As Africa continues to record an unprecedented population boom, it is also grappling with various nutritional challenges, among them malnutrition, obesity and stunting that have not only threatened lives and decimated livelihoods, but also put the brakes on the continent's economic and social development.
The numbers and statistics have painted a grim and ironic picture. While food insecurity has fanned malnutrition and stunting among children and adults, a new wave of obesity has emerged in what is attributed to unhealthy diets.
One in five Africans, the majority in rural areas, face hunger each day - with that number having reached 282 million in 2020 in the continent.
At the same time the Global Nutrition Report posits that malnutrition levels in Africa are staggering, with 13.7 percent of infants having low birth weight while over 30 percent of children between zero and five are stunted. Meanwhile 40 percent of African women of reproductive age suffer from anaemia, the report further notes.

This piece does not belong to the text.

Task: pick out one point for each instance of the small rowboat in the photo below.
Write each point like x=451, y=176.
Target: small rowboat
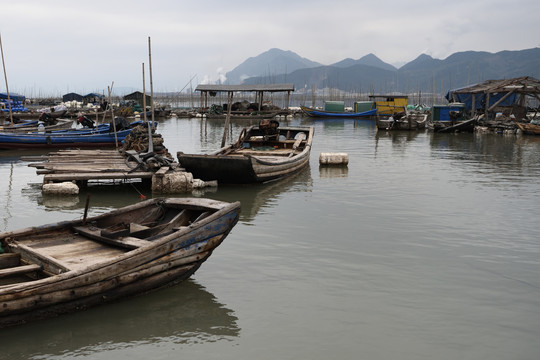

COVID-19 has exacerbated the situation, as the number of people facing food insecurity in the world has risen by 318 million in 2020, 86 million of whom are in Sub-Saharan Africa - a region where 66 percent of the population is food insecure, according to the FAO.
As a result, countries lose between two and 16 percent of their annual GDP to childhood stunting. This has slowed the achievement of SDG Two (Zero Hunger) and the realisation of the African Union’s Agenda 2063: The Africa We Want.
It is therefore a commendable move and gesture by the African Union and the African Heads of State and Government to have declared 2022 The Year of Nutrition for Africa, expressing the political commitment and investment to tackling the nutritional challenges of the continent.
This unprecedented development, if well implemented, will allow equitable access to healthy diets, which in turn will forestall future food crises, tame new malnutrition cases, foster resilience, sustainability and political stability due to a well-nourished population. The whole continent should rally behind this initiative.